Definition
The polar opposite of an addition reaction is an elimination reaction. For example, dehydration converts alkene to alcohol by reverse tracing the hydration process.
The two fundamental types of polar addition processes are electrophilic and nucleophilic addition. Non-polar addition processes involve free-radical addition and cycloadditions. Adding polymerization is a type of polymerization that includes addition operations. The product’s structure may dictate how rapidly it reacts to expel a leaving group, resulting in an addition–elimination reaction chain.
Addition reactions occur in unsaturated organic compounds with a carbon-to-carbon double bond, alkynes with a carbon-to-carbon triple bond, and aldehydes and ketones with a carbon-to-oxygen double bond. A process in which double or triple bonds are broken entirely or partially in order to admit extra atoms or groups of atoms in a molecule is known as an addition reaction. Addition reactions to alkenes and alkynes are commonly referred to as saturation reactions because they lead the carbon atoms to become saturated with the largest number of linked groups.
A frequent addition reaction is a hydrochlorination of propene (an alkene), which has the equation CH3CH = CH2 + HCl → CH3C+HCH3 + Cl– → CH3CHClCH3.
The positively charged hydrogen chloride ion, H+, joins one of the pair of carbon atoms joined by double bonds—in this case, the less alkylated carbon atom—followed by the negatively charged chloride ion, Cl, joining the other carbon atom.
In reactions to aldehydes and ketones, the order of events is reversed, with the negatively charged component of the reagent being added to the carbon atom first, then the positively charged component to the oxygen atom. As a result, a methyl ketone (CH3(C = O)R, where R is an alkyl group) reacts with hydrogen cyanide in the following way:
Electron-seeking (electrophilic) reagents are expected to initiate propene hydrochlorination or the addition of alkenes in general, whereas electron-rich (nucleophilic) reagents initiate the addition of alkynes, aldehydes, and ketones. Other forms of addition reactions include catalyzed addition processes, such as the self-addition of alkenes (catalyzed by acids) or the hydrogenation of alkenes, aldehydes, and ketones (catalyzed by metals); cyclic compound formation and chain mechanism of addition reactions.
Addition Reaction Examples:
Halogenation
C2H4 + Br2 → C2Br2H4
Ethene + Bromine → Dibromoethane
- Hydration:
C2H4 + H2O → C2H5OH
Ethene + Water → Ethanol
Hydrogenation
C2H4 + H2 → C2H6
Ethene + Hydrogen → Ethane
Polymerization
(C2H3Cl)n → -CH2-CHCl-CH2-CHCl-CH2-CHCl-
Vinyl Chloride → Polyvinyl Chloride
Addition Reaction of Alkyne
C2H2 + HI → C2H3I
Ethyne + Hydrogen Iodide → Ethylene Iodide
Types of Addition Reaction
- Nucleophilic addition reaction
- Electrophilic addition reaction
- Free radical addition reaction
In Addition Reaction With Nucleophiles
The species that transfer a pair of electrons to create a covalent bond are known as nucleophiles, and they are also known as electron-rich species. In electrophilic unsaturated compounds, nucleophilic addition reactions are common.
Nucleophilic addition reactions are the most common form of aldehydes and ketones. The presence of larger groups surrounding the sp2 hybridized carbon reduces electrophilicity, creates impediments for the nucleophile, and so reduces the possibility of nucleophilic addition in organic compounds.

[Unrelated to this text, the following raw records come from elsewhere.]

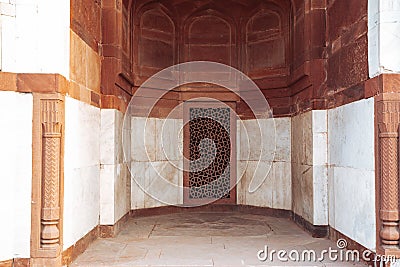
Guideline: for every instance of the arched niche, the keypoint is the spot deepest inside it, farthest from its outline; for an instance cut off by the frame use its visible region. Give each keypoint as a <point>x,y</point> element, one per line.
<point>208,36</point>
<point>156,41</point>
<point>267,44</point>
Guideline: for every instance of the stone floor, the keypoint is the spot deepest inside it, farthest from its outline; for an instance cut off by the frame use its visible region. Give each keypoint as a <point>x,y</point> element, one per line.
<point>204,239</point>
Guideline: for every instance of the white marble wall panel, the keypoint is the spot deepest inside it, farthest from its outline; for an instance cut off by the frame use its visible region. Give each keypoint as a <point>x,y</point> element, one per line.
<point>15,174</point>
<point>81,170</point>
<point>264,168</point>
<point>156,165</point>
<point>114,173</point>
<point>383,32</point>
<point>352,172</point>
<point>309,166</point>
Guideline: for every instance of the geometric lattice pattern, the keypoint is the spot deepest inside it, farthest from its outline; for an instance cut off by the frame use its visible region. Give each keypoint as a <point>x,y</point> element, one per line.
<point>210,149</point>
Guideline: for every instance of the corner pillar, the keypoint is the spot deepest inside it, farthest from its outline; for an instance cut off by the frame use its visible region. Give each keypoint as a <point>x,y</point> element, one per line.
<point>387,110</point>
<point>47,183</point>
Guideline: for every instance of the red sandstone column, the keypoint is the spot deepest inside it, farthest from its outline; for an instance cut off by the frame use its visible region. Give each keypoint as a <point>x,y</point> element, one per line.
<point>388,119</point>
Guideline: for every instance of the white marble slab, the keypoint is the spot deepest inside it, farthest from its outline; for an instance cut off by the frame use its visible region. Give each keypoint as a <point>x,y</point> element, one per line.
<point>16,174</point>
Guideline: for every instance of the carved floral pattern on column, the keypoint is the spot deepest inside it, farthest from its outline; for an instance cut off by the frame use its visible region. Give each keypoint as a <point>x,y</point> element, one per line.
<point>47,179</point>
<point>51,148</point>
<point>388,118</point>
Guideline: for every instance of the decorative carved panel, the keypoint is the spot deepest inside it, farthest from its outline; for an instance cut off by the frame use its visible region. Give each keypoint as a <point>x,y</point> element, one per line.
<point>211,154</point>
<point>47,180</point>
<point>388,119</point>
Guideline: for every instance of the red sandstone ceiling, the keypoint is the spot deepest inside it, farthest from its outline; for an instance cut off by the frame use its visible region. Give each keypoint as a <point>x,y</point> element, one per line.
<point>251,35</point>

Electrophilic Addition Reaction
Electrophiles accept a pair of electrons in order to establish a new covalent bond. They are commonly known as electron-deficient species.
The electrophile is attacked by the pi electrons of the unsaturated species in an electrophilic addition process, and the nucleophile targets the electron-deficient species in the following step.

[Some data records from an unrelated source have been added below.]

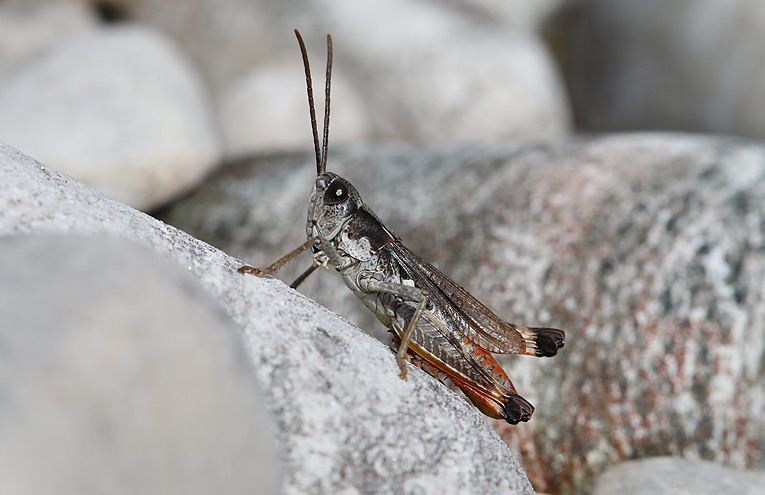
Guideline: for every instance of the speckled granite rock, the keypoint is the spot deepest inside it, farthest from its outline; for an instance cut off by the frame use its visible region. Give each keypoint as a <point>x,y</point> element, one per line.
<point>673,476</point>
<point>345,421</point>
<point>417,70</point>
<point>119,374</point>
<point>646,249</point>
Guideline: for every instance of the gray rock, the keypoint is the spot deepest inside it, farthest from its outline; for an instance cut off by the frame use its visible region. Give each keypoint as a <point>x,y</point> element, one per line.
<point>673,476</point>
<point>695,67</point>
<point>118,108</point>
<point>119,374</point>
<point>646,249</point>
<point>345,421</point>
<point>437,76</point>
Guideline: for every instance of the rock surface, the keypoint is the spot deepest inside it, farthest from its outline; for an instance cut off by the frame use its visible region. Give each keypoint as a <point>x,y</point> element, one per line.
<point>27,28</point>
<point>345,421</point>
<point>673,476</point>
<point>119,108</point>
<point>417,70</point>
<point>646,249</point>
<point>694,67</point>
<point>119,374</point>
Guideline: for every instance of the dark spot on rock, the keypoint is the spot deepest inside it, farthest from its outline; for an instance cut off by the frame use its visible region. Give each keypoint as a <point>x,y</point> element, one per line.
<point>740,203</point>
<point>671,223</point>
<point>606,266</point>
<point>739,294</point>
<point>666,300</point>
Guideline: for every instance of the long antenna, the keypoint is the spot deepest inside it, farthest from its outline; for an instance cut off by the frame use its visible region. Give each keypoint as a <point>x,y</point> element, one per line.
<point>320,164</point>
<point>327,80</point>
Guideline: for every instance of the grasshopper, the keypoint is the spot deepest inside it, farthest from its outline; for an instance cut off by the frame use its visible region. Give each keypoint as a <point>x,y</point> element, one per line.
<point>447,330</point>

The major substances that undergo electrophilic addition reactions are alkenes and alkynes.
The Kharasch effect, also known as the Anti-Markovnikov addition reaction, is a free radical addition reaction. Only when the reagent is HBr and the solvent is peroxide can this unique addition reaction occur. Free radical addition is not seen in any other species. It controls how many hydrogen-free radicals are added to the intermediate form.

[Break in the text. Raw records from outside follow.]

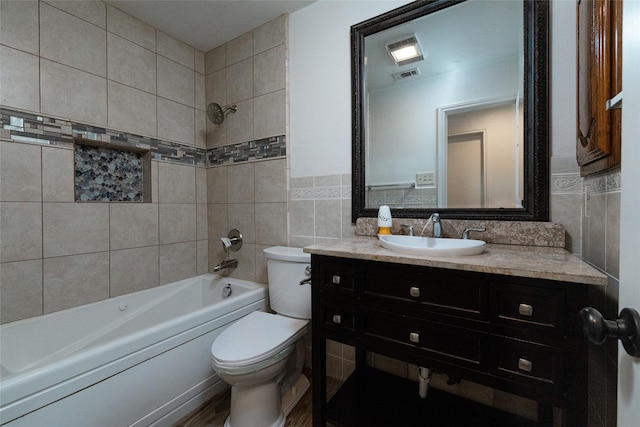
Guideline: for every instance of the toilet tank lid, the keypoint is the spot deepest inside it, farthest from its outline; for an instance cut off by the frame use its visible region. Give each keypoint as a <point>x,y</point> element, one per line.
<point>284,253</point>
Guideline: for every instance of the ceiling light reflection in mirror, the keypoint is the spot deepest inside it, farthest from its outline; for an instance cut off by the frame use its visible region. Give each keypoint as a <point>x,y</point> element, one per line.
<point>471,60</point>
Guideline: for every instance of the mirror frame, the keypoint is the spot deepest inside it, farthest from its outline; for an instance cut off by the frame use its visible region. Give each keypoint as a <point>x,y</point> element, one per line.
<point>536,115</point>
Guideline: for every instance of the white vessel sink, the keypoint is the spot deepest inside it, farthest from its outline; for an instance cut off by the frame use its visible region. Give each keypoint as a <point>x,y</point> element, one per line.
<point>431,246</point>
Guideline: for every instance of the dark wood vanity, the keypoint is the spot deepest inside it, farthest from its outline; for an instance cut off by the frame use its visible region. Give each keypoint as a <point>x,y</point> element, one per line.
<point>484,323</point>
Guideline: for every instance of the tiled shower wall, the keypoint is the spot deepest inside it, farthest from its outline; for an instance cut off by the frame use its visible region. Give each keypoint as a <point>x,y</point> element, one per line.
<point>249,72</point>
<point>251,196</point>
<point>89,63</point>
<point>92,63</point>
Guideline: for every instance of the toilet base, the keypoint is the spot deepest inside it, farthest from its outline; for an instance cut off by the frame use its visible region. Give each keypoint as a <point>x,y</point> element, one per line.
<point>294,394</point>
<point>255,405</point>
<point>272,412</point>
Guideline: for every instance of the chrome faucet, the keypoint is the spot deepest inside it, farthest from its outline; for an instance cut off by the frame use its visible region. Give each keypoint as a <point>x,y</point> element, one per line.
<point>465,233</point>
<point>230,263</point>
<point>437,225</point>
<point>408,227</point>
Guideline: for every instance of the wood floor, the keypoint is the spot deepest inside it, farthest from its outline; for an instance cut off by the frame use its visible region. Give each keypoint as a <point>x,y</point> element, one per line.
<point>215,411</point>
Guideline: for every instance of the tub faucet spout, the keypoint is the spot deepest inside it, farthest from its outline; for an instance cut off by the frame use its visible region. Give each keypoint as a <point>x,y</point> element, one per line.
<point>230,263</point>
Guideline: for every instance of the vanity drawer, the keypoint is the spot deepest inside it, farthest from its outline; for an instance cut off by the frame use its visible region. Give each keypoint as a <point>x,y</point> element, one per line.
<point>335,275</point>
<point>527,362</point>
<point>540,309</point>
<point>339,317</point>
<point>437,341</point>
<point>458,294</point>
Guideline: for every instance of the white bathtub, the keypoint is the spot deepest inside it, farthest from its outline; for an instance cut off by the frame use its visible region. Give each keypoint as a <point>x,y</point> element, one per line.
<point>138,359</point>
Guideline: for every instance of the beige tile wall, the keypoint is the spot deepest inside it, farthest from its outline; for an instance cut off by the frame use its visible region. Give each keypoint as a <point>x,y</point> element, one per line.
<point>57,254</point>
<point>250,72</point>
<point>92,63</point>
<point>89,62</point>
<point>320,209</point>
<point>251,197</point>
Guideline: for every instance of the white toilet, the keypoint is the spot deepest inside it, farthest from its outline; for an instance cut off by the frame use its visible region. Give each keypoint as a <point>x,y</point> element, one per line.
<point>261,355</point>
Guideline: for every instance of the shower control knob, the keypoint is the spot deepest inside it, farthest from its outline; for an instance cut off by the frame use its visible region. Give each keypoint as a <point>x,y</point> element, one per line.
<point>626,328</point>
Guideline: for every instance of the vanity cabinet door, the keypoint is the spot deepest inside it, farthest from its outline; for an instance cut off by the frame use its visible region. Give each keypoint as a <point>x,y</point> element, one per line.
<point>535,309</point>
<point>337,276</point>
<point>386,333</point>
<point>453,293</point>
<point>339,319</point>
<point>529,363</point>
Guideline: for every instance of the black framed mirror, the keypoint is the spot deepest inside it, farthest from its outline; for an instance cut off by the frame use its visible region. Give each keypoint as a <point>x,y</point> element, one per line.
<point>530,201</point>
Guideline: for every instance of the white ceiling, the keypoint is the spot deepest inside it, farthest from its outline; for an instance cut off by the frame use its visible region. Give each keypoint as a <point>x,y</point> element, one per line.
<point>206,24</point>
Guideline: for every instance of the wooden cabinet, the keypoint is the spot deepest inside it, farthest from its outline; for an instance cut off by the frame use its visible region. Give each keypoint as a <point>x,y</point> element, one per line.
<point>520,335</point>
<point>599,47</point>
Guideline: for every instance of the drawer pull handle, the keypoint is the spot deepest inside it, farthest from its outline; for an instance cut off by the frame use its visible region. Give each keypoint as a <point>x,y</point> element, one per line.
<point>524,365</point>
<point>525,310</point>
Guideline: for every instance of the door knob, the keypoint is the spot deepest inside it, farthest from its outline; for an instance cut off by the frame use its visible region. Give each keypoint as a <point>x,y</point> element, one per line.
<point>626,328</point>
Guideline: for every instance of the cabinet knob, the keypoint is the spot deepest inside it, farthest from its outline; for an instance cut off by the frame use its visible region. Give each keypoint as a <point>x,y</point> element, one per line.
<point>626,328</point>
<point>524,365</point>
<point>525,310</point>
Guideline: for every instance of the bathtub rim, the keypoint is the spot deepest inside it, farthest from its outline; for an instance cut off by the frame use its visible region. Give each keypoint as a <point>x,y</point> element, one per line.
<point>29,390</point>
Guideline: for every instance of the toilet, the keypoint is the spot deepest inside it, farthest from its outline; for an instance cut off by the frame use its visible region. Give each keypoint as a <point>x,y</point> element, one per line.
<point>261,355</point>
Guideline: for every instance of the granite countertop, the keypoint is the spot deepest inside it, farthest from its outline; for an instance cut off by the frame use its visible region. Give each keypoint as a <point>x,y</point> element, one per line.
<point>512,260</point>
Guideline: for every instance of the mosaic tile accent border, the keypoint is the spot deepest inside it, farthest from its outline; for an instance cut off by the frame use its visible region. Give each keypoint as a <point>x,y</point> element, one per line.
<point>409,198</point>
<point>566,183</point>
<point>29,127</point>
<point>606,182</point>
<point>107,175</point>
<point>275,146</point>
<point>322,193</point>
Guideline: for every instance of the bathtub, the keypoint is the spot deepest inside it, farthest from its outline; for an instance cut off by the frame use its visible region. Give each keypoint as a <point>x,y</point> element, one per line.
<point>138,359</point>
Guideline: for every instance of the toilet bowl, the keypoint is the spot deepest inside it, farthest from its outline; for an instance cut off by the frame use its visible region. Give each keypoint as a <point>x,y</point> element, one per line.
<point>261,355</point>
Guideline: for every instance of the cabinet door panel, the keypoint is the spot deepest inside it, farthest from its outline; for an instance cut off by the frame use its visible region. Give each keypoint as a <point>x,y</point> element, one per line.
<point>528,307</point>
<point>336,275</point>
<point>457,294</point>
<point>527,362</point>
<point>437,341</point>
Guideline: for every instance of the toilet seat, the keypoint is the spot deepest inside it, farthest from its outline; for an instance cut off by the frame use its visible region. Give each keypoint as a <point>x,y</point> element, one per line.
<point>256,338</point>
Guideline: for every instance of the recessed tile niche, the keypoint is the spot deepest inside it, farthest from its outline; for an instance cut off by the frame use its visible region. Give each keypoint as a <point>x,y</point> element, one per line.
<point>108,173</point>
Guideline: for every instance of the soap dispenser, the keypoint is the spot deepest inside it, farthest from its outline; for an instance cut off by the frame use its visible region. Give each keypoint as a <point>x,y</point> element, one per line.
<point>384,220</point>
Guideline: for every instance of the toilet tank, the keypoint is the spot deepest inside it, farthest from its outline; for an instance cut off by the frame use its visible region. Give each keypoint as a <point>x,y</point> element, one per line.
<point>286,268</point>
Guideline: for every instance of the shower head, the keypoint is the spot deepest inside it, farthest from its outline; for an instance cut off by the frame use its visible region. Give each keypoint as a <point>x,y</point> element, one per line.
<point>216,113</point>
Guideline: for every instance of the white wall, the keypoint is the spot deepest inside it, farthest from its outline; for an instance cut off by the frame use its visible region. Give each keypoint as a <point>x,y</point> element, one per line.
<point>320,83</point>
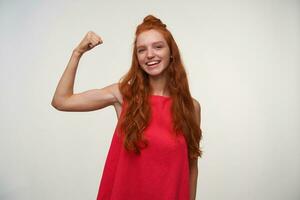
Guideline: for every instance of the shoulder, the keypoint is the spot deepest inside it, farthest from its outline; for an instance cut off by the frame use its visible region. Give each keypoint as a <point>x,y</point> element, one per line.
<point>115,90</point>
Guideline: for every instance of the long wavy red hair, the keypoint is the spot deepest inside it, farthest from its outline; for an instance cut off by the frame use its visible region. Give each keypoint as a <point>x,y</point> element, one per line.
<point>136,89</point>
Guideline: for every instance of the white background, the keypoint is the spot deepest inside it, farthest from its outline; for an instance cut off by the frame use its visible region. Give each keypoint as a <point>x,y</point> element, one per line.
<point>243,63</point>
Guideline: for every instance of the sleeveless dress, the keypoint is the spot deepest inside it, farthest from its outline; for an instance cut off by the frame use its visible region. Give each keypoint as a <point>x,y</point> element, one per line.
<point>160,172</point>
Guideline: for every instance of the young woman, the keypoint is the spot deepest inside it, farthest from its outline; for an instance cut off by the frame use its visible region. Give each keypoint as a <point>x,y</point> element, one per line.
<point>156,143</point>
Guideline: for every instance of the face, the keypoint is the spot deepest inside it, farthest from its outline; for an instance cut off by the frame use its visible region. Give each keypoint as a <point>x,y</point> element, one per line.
<point>153,52</point>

When unsymmetrical alkynes or alkenes react with HX (particularly HBr) in the presence of peroxide, a free radical is generated on the carbon with fewer hydrogen attached to it, according to Anti-Markovnikov’s rule.
Conclusion
An addition reaction is any of a series of chemical reactions in which an atom or group of atoms is added to a molecule. Addition reactions occur in unsaturated organic compounds with a carbon-to-carbon double bond, alkynes with a carbon-to-carbon triple bond, and aldehydes and ketones with a carbon-to-oxygen double bond. A process in which double or triple bonds are broken entirely or partially in order to admit extra atoms or groups of atoms in a molecule is known as an addition reaction.